Last year, Evgeni Malkin came just short of winning the Hart Trophy before winning the Conn Smythe Trophy as the playoff MVP. If there were an NHL award for best overall season, Malkin may have been the unanimous choice. So, yes, perhaps it’s fair for writers such as the Pittsburgh Post-Gazette’s Ron Cook to wonder if the buzzards will begin swarming if Geno doesn’t start putting up bigger numbers.
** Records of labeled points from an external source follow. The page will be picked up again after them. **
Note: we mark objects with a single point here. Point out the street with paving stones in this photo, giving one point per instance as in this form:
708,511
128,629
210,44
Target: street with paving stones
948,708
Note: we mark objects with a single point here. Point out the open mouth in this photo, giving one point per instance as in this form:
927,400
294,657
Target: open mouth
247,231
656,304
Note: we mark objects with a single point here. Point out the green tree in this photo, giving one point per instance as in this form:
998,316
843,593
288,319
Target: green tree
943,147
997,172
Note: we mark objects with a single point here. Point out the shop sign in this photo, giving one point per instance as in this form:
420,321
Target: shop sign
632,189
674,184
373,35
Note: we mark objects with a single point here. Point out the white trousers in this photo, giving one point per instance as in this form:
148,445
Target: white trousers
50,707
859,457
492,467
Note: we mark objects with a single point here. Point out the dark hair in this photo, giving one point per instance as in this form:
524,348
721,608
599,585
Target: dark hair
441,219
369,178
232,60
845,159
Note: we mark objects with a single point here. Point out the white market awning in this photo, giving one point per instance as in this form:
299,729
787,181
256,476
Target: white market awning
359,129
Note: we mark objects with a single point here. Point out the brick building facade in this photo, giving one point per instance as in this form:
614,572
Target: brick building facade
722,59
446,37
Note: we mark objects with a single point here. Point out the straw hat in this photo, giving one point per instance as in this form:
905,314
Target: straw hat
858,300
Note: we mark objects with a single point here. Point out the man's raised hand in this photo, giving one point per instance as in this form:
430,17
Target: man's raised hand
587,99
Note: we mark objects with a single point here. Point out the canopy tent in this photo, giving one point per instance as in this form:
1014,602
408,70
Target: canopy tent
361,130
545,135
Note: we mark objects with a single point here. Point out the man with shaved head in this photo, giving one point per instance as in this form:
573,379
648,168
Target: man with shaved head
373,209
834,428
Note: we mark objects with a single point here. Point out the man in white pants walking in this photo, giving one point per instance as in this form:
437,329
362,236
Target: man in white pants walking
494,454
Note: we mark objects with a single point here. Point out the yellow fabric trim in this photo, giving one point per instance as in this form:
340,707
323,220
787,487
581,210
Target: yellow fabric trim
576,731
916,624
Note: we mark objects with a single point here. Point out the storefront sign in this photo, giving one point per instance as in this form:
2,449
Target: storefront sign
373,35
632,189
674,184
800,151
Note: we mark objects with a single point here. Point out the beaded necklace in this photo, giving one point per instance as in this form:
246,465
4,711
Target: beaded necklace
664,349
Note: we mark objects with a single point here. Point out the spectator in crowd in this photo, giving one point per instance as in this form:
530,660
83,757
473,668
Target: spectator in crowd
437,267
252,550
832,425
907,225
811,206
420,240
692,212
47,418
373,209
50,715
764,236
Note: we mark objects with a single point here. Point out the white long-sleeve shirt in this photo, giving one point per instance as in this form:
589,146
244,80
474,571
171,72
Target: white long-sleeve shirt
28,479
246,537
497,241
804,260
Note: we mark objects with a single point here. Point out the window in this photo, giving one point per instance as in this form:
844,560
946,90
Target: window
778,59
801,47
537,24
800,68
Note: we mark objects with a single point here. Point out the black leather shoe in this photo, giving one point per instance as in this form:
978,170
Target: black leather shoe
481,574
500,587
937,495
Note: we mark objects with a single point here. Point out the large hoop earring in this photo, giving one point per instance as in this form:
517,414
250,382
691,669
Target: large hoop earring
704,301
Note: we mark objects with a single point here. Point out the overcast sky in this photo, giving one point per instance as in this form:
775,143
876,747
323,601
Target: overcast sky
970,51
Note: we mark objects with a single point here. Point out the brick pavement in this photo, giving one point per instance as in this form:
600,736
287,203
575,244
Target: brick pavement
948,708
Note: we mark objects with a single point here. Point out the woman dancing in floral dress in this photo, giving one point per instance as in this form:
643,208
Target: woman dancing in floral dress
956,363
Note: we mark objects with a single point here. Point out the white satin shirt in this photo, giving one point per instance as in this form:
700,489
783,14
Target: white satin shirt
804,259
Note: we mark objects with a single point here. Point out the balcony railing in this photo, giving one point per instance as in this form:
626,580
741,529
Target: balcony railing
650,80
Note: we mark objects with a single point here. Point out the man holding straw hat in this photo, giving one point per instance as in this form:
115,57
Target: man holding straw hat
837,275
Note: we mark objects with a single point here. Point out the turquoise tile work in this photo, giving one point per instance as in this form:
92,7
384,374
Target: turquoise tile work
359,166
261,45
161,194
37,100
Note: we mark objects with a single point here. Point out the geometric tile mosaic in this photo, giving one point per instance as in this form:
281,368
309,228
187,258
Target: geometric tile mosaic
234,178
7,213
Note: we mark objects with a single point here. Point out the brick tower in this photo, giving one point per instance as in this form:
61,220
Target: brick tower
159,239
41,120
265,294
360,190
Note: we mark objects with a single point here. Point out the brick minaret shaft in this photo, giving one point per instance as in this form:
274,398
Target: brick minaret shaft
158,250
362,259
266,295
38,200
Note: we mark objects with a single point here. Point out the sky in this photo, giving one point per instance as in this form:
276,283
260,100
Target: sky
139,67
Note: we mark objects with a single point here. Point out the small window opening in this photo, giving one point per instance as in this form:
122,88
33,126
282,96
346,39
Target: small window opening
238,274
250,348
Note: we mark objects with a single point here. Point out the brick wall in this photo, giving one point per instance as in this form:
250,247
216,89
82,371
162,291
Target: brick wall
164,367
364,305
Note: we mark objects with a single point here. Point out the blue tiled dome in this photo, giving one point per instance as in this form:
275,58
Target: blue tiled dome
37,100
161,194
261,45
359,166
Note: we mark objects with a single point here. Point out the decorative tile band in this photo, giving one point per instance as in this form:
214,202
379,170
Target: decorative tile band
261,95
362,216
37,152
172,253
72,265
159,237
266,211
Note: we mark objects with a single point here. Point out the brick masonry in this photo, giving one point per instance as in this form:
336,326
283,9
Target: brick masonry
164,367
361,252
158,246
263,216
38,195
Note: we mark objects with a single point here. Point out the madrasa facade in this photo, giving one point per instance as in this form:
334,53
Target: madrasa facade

“I know I’m not scoring,” Malkin said, meeting the question head on. “People are a little bit maybe mad … “
Not yet, they aren’t.
Malkin gets more of a pass in this town than, say, Penguins goaltender Marc-Andre Fleury, who will spend today and Tuesday reading and hearing how he was thoroughly outplayed by Montreal goaltender Jaroslav Halak in the Canadiens’ 3-1 win in Game 2 of their Eastern Conference semifinal series at Mellon Arena even though his teammates had a couple of bad breakdowns in front of him.
But it will get ugly for Malkin fairly quickly if his scoring drought continues.
I couldn’t help but wonder, then: has Malkin been that weak in the playoffs? Here’s a spreadsheet with his numbers from last year’s playoffs and this year’s output. Click to enlarge.
After the jump, I’ll throw out a few hypotheses for what might be “ailing” Malkin.
(Note: it’s important to keep in mind that I think it’s silly to throw Malkin under the bus. However, there are a few factors that might play into why he’s only putting up great numbers – 9 points in eight games – instead of astronomical numbers.)
1. Ruslan Fedotenko/Alex Ponikarovsky
Both Sidney Crosby and Malkin are probably used to raising the game of mediocre-to-decent wingers, but it seems like that problem is affecting Geno’s numbers to an extent. In 08-09, Malkin was able to adapt to Fedotenko becoming his main playmaking target after Petr Sykora landed in coach Dan Bylsma’s doghouse. Just look at the drop in Fedotenko’s producton; last year he put up 14 points in 24 playoff games and this year he has a goose egg in only 4 games played. Ponikarovsky isn’t exactly living up to his trade deadline hype, either.
Don’t forget that Malkin boosted his stats against weak defensive opponents last year, feasting on Philadelphia (9 points in 6 GP) and Carolina (9 points in 4 GP) for half of his playoff output. While Montreal and Ottawa are flawed teams, they play tighter defense than most of Geno’s non-Detroit competition from last year.
I don’t like this excuse, but Malkin has played a lot of hockey lately. Perhaps that won’t stop him from being productive, but it could curtail some of his consistency.
Anyway, I must state again that I think it’s silly to complain about 9 points in 8 playoff games. Still, Malkin isn’t a player who affects a game without scoring quite like Crosby, so I can understand the critiques. What do you think? What’s bugging Malkin? Should the Penguins be worried at all?